Full backtest code: github.com/ceta-research/backtests


Limitations

Look-ahead bias on the signal. This is the most important limitation. ETF ownership ratios come from a current snapshot. We don't have historical ETF holdings going back to 2005. The backtest assumes today's low-ETF-ownership stocks were also low-ETF-ownership stocks in the past. That's a strong assumption and likely wrong for many names. A stock that's in few ETFs today might have been in many ETFs a decade ago, or vice versa. The quality filters use point-in-time data, but the core signal does not. This means the backtest results are more of a structural analysis ("what happens when you hold stocks passive money ignores?") than a tradeable strategy test.

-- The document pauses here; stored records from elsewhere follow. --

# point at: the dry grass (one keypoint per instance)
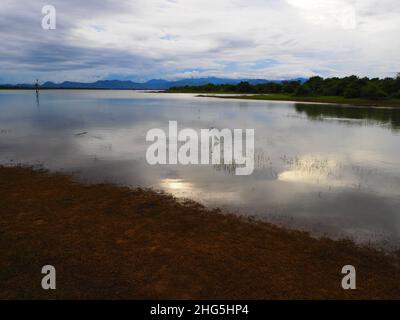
(113, 242)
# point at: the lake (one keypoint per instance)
(324, 168)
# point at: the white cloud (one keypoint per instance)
(168, 39)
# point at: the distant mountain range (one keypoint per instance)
(155, 84)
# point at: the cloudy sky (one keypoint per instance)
(171, 39)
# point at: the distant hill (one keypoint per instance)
(155, 84)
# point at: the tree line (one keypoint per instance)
(349, 87)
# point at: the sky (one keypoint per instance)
(172, 39)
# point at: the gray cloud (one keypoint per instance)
(168, 39)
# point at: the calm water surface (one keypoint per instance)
(328, 169)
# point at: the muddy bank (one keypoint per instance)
(113, 242)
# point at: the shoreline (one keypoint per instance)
(326, 100)
(108, 241)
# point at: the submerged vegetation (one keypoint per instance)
(351, 87)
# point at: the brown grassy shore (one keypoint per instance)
(108, 241)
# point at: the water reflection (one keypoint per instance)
(327, 177)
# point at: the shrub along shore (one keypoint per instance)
(349, 90)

Snapshot vs. time-series. Related to the above: ETF holdings change quarterly. Even if we had historical data, we'd need quarterly snapshots aligned to each rebalance date. A single point-in-time number smooths over what is actually a dynamic relationship.

Survivorship and coverage. FMP's ETF holdings data may not cover all ETFs equally. Smaller, niche ETFs might be underrepresented, which would systematically understate the ETF ownership ratio for stocks held primarily in those vehicles.

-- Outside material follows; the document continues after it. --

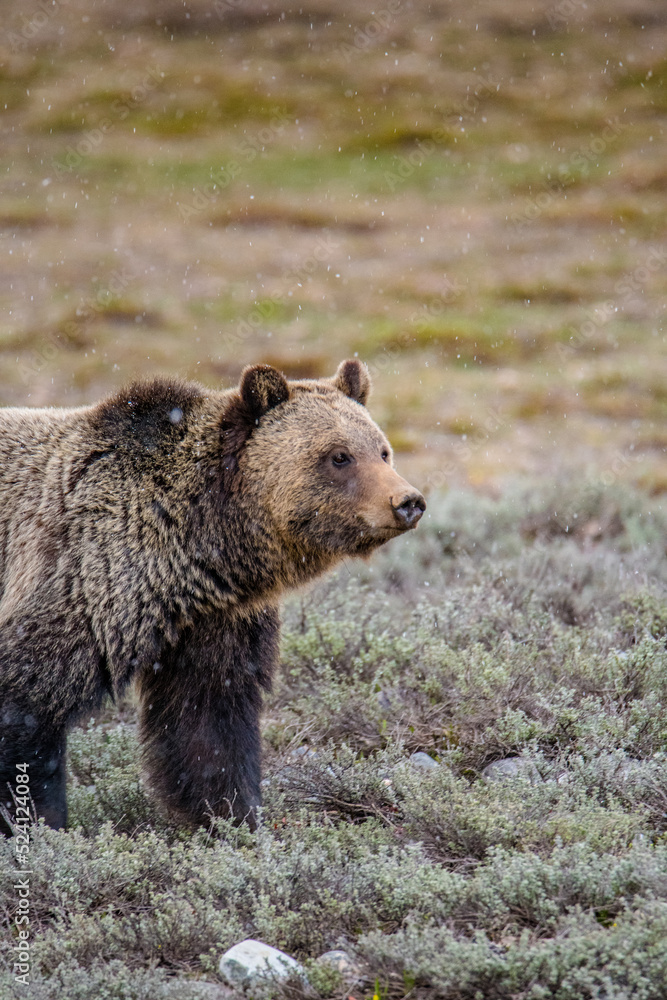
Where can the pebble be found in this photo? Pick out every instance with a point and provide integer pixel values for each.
(251, 960)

Average holdings below target. The strategy averaged 23.8 stocks instead of the target 30. In some years, the quality filters combined with the ETF coverage requirement reduced the eligible universe below 30. Fewer positions means higher concentration risk and more volatile outcomes.

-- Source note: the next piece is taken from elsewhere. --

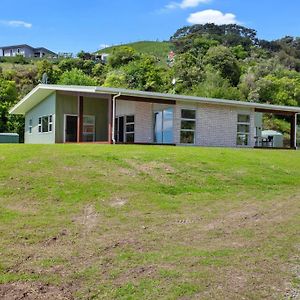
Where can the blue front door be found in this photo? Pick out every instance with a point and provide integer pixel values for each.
(163, 126)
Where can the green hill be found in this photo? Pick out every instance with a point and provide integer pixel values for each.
(146, 222)
(158, 49)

Not investment advice. This is a quantitative research exercise, not a recommendation. Past performance from a backtest with known data issues doesn't predict future returns. The look-ahead bias alone makes this untradeable as presented.


Takeaway

The ETF rebalancing drag hypothesis has academic support. Petajisto and Chen et al. documented real costs from index reconstitution. But avoiding those costs by holding stocks with low ETF ownership introduces a much larger problem: you're excluding yourself from the structural bid that passive money provides. Over 20 years, that cost 3.16% annually in foregone returns.

The strategy worked in the early years (2005-2010) when passive investing was still a minor force. As ETFs became the dominant vehicle for equity allocation, low ETF ownership became a negative signal. The 2022-2024 revival suggests the strategy might have hedging value in years when passive-heavy names sell off. But as a standalone approach, the data is clear: you can't beat the market by avoiding the stocks the market is buying.

Data: Ceta Research (FMP financial data warehouse), 2005-2025.